Für Kate waren das Tage, wo sich Freude und Schmerz seltsam mischten. Was sie wehmütig stimmte, war – seltsam genug –, daß täglich Dan mehr zu Kräften kam. Solange er hilflos und krank war, gehörte er ihr. Wenn er gesund und stark war, gehörte er nur der Rache, die er Jim Silent geschworen hatte. Wenn sie mit anhören mußte, wie Dan seine seltsamen, gespenstischen Melodien leise vor sich hinpfiff, wußte sie, was es zu bedeuten hatte. Sie wußte es so genau, wie sie wußte, was es zu bedeuten hatte, wenn ein hungriger Wolf durch die Winternacht heulte. Es war der Sang der Wildnis, der unbezähmbaren Wildnis. Über das geheime Wissen aber, das sie erfüllte, verlor sie nie ein Wort. Sie preßte das Glück, das ihr der Augenblick schenkte, ans Herz und schloß die Augen vor dem Morgen.

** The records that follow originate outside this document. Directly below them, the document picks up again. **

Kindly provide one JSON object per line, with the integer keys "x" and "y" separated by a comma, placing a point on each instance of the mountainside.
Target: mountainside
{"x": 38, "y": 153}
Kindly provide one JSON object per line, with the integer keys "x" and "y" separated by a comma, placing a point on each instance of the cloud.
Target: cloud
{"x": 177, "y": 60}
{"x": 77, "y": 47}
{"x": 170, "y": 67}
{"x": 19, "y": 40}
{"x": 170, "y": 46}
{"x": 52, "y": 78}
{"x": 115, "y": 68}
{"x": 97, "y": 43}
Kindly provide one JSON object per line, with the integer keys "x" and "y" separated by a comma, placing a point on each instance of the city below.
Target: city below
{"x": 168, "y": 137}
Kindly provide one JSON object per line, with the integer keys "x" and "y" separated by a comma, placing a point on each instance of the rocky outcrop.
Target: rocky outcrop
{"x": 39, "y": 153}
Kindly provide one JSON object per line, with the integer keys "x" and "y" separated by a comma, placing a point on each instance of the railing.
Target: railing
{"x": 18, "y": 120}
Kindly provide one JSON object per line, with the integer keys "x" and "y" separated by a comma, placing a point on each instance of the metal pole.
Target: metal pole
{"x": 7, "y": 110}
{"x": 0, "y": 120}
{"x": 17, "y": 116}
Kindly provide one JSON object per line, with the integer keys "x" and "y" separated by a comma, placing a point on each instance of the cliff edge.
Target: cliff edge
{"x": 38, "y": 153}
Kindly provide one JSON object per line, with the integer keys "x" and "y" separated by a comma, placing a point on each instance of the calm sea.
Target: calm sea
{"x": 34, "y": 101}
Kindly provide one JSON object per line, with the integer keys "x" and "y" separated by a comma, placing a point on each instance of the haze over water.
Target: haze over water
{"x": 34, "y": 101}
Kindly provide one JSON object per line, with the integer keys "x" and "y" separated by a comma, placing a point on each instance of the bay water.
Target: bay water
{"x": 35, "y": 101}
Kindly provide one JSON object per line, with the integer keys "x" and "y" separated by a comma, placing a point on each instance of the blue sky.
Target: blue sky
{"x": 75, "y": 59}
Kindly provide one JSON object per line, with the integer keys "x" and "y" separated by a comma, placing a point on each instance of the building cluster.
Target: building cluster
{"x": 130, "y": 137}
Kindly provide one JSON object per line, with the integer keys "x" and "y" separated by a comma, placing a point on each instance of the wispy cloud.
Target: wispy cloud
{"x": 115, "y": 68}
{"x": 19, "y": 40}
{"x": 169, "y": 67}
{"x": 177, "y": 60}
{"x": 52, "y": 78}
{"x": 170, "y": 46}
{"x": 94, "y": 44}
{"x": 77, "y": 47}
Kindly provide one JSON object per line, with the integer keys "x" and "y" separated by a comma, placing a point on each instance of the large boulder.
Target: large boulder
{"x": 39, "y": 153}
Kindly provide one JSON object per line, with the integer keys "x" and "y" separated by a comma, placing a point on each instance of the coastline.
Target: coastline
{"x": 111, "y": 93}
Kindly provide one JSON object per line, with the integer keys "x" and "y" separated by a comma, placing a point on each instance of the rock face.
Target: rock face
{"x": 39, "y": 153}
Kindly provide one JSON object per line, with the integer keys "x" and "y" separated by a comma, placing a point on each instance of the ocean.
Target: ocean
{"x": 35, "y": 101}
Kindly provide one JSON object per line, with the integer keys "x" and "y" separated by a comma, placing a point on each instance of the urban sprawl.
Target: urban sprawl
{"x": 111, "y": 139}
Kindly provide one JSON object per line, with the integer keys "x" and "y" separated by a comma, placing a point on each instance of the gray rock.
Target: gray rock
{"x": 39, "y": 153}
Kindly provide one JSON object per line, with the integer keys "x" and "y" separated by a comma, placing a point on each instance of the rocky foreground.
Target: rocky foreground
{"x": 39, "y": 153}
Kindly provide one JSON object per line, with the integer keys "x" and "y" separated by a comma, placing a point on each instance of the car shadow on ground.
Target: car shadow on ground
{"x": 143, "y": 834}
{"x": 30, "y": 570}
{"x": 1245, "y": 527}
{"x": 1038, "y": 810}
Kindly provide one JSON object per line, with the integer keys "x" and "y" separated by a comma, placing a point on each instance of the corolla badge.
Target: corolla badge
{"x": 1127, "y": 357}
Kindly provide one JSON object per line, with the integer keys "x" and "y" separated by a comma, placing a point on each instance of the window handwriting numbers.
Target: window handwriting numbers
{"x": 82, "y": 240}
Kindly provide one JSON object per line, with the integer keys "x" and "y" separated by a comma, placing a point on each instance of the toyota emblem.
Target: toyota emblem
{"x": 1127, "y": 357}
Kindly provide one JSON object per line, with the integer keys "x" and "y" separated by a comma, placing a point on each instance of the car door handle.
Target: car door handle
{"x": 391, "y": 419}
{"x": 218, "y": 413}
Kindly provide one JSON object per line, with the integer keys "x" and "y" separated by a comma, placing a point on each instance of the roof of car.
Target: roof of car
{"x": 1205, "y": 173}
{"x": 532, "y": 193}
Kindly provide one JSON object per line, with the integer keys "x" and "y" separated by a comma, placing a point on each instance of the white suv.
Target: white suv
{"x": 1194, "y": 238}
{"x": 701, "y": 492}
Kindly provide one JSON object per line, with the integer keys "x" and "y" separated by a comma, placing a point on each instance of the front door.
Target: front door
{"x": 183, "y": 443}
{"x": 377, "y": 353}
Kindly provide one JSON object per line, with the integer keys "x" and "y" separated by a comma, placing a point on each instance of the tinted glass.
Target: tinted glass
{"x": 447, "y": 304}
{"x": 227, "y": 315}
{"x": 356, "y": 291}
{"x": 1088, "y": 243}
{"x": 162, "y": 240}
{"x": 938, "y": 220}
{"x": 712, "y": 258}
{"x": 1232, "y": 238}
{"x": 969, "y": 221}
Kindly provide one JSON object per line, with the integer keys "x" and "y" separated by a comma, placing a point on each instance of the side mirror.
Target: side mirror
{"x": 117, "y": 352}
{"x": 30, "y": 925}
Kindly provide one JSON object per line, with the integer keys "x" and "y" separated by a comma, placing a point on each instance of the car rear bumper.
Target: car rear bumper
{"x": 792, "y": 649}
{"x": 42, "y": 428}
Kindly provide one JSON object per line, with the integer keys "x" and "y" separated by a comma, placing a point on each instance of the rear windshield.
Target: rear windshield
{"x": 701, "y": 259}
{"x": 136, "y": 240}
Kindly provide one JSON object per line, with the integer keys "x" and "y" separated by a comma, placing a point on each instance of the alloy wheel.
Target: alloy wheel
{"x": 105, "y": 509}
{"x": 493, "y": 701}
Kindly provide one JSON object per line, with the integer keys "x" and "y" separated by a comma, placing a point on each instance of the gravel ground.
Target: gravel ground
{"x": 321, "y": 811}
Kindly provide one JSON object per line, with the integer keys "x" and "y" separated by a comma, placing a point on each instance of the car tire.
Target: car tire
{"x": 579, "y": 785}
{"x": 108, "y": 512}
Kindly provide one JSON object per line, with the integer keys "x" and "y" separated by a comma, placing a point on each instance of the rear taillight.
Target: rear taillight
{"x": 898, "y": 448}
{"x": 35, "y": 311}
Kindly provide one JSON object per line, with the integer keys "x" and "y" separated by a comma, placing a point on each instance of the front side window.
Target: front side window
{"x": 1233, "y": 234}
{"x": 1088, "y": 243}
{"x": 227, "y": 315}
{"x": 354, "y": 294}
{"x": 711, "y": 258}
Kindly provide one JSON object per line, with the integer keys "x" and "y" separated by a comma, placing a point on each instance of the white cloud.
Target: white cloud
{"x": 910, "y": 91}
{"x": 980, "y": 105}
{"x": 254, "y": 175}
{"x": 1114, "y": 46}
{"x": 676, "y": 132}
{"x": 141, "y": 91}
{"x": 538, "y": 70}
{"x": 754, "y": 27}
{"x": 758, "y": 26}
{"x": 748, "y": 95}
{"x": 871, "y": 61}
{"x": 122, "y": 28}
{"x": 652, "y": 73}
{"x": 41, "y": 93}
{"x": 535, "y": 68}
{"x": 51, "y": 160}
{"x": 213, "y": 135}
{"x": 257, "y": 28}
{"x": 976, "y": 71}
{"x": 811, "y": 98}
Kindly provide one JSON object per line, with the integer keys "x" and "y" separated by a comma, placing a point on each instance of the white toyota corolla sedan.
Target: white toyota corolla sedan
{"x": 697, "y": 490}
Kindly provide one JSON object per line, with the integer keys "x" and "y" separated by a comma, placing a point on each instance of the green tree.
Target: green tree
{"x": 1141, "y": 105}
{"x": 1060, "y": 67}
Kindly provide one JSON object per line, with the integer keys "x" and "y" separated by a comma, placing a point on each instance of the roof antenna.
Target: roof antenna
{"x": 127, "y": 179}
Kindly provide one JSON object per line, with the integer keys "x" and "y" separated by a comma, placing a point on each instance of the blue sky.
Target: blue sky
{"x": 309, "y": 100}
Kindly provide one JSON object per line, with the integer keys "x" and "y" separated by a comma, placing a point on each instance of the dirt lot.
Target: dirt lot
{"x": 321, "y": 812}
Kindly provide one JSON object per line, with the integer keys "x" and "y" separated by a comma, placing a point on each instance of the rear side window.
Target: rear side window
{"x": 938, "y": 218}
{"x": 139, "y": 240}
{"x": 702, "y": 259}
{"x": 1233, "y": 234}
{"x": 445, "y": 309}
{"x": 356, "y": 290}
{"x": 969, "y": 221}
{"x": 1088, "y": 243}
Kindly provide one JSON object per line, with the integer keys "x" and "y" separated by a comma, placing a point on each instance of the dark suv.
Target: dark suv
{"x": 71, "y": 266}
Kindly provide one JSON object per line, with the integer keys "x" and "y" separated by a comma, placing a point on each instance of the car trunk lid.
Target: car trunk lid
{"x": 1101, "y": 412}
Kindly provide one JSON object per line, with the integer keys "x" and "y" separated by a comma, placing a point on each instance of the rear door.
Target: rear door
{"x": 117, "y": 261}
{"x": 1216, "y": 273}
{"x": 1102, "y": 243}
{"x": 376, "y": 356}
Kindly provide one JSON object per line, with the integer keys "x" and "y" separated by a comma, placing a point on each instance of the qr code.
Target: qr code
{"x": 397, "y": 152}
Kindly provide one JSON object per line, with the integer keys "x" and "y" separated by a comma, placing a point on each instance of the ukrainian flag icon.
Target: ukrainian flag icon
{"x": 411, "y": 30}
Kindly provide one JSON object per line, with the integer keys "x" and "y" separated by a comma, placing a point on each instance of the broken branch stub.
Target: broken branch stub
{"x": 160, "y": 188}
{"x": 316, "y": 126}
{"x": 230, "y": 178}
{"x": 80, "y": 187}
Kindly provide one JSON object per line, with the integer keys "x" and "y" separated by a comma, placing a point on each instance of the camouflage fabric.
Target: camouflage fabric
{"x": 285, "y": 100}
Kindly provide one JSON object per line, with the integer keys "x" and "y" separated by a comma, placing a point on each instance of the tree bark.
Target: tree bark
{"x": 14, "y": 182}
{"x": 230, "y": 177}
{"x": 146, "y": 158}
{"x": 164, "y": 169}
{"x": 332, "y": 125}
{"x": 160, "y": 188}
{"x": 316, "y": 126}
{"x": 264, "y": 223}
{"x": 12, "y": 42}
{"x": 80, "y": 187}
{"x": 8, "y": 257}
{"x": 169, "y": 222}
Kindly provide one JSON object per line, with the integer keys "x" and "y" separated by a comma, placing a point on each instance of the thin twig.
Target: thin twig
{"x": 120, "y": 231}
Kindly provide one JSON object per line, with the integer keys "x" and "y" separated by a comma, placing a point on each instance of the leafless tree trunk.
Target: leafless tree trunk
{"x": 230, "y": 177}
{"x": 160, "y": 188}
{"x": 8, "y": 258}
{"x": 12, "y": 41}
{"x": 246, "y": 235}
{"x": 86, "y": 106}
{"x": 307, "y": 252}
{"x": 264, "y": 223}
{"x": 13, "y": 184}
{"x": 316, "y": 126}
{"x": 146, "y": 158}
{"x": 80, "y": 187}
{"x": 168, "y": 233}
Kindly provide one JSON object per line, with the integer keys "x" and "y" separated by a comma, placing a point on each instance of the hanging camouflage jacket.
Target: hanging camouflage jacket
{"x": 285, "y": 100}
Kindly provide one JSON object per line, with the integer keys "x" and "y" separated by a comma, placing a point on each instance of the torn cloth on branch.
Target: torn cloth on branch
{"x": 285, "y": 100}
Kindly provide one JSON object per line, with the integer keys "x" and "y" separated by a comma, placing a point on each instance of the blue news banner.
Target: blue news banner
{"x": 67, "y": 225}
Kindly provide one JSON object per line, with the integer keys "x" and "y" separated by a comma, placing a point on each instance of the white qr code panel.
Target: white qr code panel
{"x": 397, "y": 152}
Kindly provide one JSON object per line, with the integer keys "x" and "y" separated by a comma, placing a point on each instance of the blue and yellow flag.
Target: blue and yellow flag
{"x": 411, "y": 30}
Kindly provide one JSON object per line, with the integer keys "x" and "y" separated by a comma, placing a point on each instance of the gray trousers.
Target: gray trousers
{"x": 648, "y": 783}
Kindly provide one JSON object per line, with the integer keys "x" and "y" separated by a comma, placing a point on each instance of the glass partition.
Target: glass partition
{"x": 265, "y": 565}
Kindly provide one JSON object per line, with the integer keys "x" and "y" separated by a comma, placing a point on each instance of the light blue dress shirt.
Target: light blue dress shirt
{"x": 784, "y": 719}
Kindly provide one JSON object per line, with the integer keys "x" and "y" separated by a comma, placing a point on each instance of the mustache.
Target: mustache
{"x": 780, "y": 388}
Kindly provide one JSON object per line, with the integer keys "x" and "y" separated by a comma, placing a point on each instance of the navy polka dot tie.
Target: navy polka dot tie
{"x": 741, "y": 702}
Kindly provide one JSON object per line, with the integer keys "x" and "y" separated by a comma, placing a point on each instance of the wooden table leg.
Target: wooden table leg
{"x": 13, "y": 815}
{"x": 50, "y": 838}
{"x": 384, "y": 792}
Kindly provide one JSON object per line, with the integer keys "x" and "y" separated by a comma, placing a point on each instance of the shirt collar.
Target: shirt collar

Eines Abends kam der gefürchtete Augenblick. Dan hatte mit Black Bart gespielt, und sie hatte den beiden zugesehen. Es war ein wildes Hin und Her. Die beiden flogen im Zimmer herum, daß jeden Augenblick die Möbel in Stücke zu gehen drohten, und trotzdem hörte man kaum einen Laut. Dan wie der Wolf hatten den weichen, unhörbaren Tritt der Raubtiere. Man hörte nichts als das stürmische Atmen, und hier und da rasselten Black Barts Klauen auf den Fußbodenbrettern. Plötzlich war alles zu Ende. Dan fiel in einen Stuhl. Black Bart ließ sich vor ihm auf die Schenkel nieder und schnappte im Spiel nach seiner Hand, die, wie der Blitz vorschießend, ihm Klapse auf die Schnauze gab. Schließlich rührte sich Dan nicht mehr. Er schwieg vor sich hin. Seine Augen schienen das Tier nicht mehr zu sehen. Einen Augenblick lang hafteten sie an Kates Gesicht, dann glitt sein Blick auch an ihr vorbei.

Sie ahnte, was kam, und harrte geduldig.

Endlich öffnete er den Mund: »Kate,« sagte er, »ich muß aufbrechen!«

Ihr Lächeln erlosch. In der Ferne heulte ein Koyote. Der Wind pfiff zwischen den Bergen. Ihren Ohren klang es wie die Begleitung zu Dans Pfeifen – der Sang und Ruf der Wildnis – der unbezähmbaren Wildnis.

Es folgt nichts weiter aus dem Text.